In the outer reaches of our solar system lies a mysterious region far more remote and difficult to explore than the Australian outback. It remains the only part of our solar system not visited by spacecraft. Called the Kuiper Belt, this area beyond Neptune is home to the dwarf planets Pluto, Eris, Makemake, and Haumea. It also harbors thousands of smaller objects that form a second, icy asteroid belt (or more appropriately, comet belt). In this realm of perpetual twilight, the distant sun looks like just another bright star.
A new telescope has begun to virtually explore the solar system outback, and already is scoring discoveries. The Panoramic Survey Telescope & Rapid Response System (Pan-STARRS) PS1 telescope has found ten Kuiper Belt residents. Based on their brightnesses, the newfound objects range in size from 180 to 300 miles (300 to 500 km).
"We're excited that Pan-STARRS is beginning to find these objects," said Smithsonian astronomer Matthew Holman, who leads the Pan-STARRS-1 Outer Solar System Key Project.
"It marks the tip of the iceberg for future Pan-STARRS discoveries," he added.
Holman presented the findings in a press conference at the 217th meeting of the American Astronomical Society.
The Outer Solar System Key Project is part of a larger survey to which 60 percent of Pan-STARRS telescope time will be devoted. Over the course of the coming months and years, PS1 will repeatedly survey the full sky that is visible from its location on Haleakala, spotting objects as faint as magnitude 23 (10 million times fainter than visible to the unaided eye). "The survey is expected to find a whole range of objects from small, nearby asteroids to possibly more dwarf planets," stated Harvard astronomer Pavlos Protopapas
"By the end of the survey, we'll have an essentially complete census of everything brighter than the survey's limiting magnitude," said Holman. This corresponds to Kuiper Belt Objects about 180 miles in diameter or larger.
"Pan-STARRS-1 offers us a remarkable opportunity to study the outer solar system in unprecedented detail," said team member Ying-Tung Chen, a graduate student at the National Central University of Taiwan.
Pan-STARRS will allow planetary astronomers to locate many new Kuiper Belt Objects and characterize their orbits. This will provide a firmer understanding of the structure, dynamics, and evolution of the outer solar system. Pan-STARRS is also likely to be a productive tool for discovering new comets.
Pan-STARRS-1 is a 1.8-meter (71-inch) telescope featuring the world's largest digital camera -- a 1.4-gigapixel (1,400-megapixel) monster that can photograph an area of the sky as large as 36 full moons in a single exposure. PS1 became fully operational in June 2010.

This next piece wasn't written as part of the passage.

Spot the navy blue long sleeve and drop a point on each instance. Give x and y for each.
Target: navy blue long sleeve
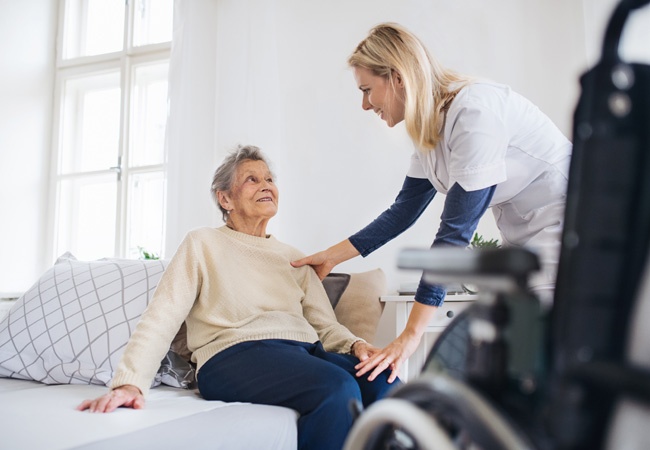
(460, 216)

The Pan-STARRS Project is being led by the Institute for Astronomy, of the University of Hawaii and exploits the unique combination of superb observing sites and technical and scientific expertise available in Hawai'i. Funding for the development of the observing system has been provided by the US Air Force. The PS1 Surveys have been made possible through contributions of the Institute for Astronomy, the University of Hawai'i, the Pan-STARRS Project Office, the Max-Planck Society and its participating institutes, the Max Planck Institute for Astronomy, Heidelberg and the Max Planck Institute for Extraterrestrial Physics, Garching, The Johns Hopkins University, the University of Durham, the University of Edinburgh, the Queen's University Belfast, the Harvard-Smithsonian Center for Astrophysics, the Los Cumbres Observatory Global Telescope Network, Incorporated, the National Central University of Taiwan, and the National Aeronautics and Space Administration under Grant No. NNX08AR22G issued through the Planetary Science Division of the NASA Science Mission Directorate.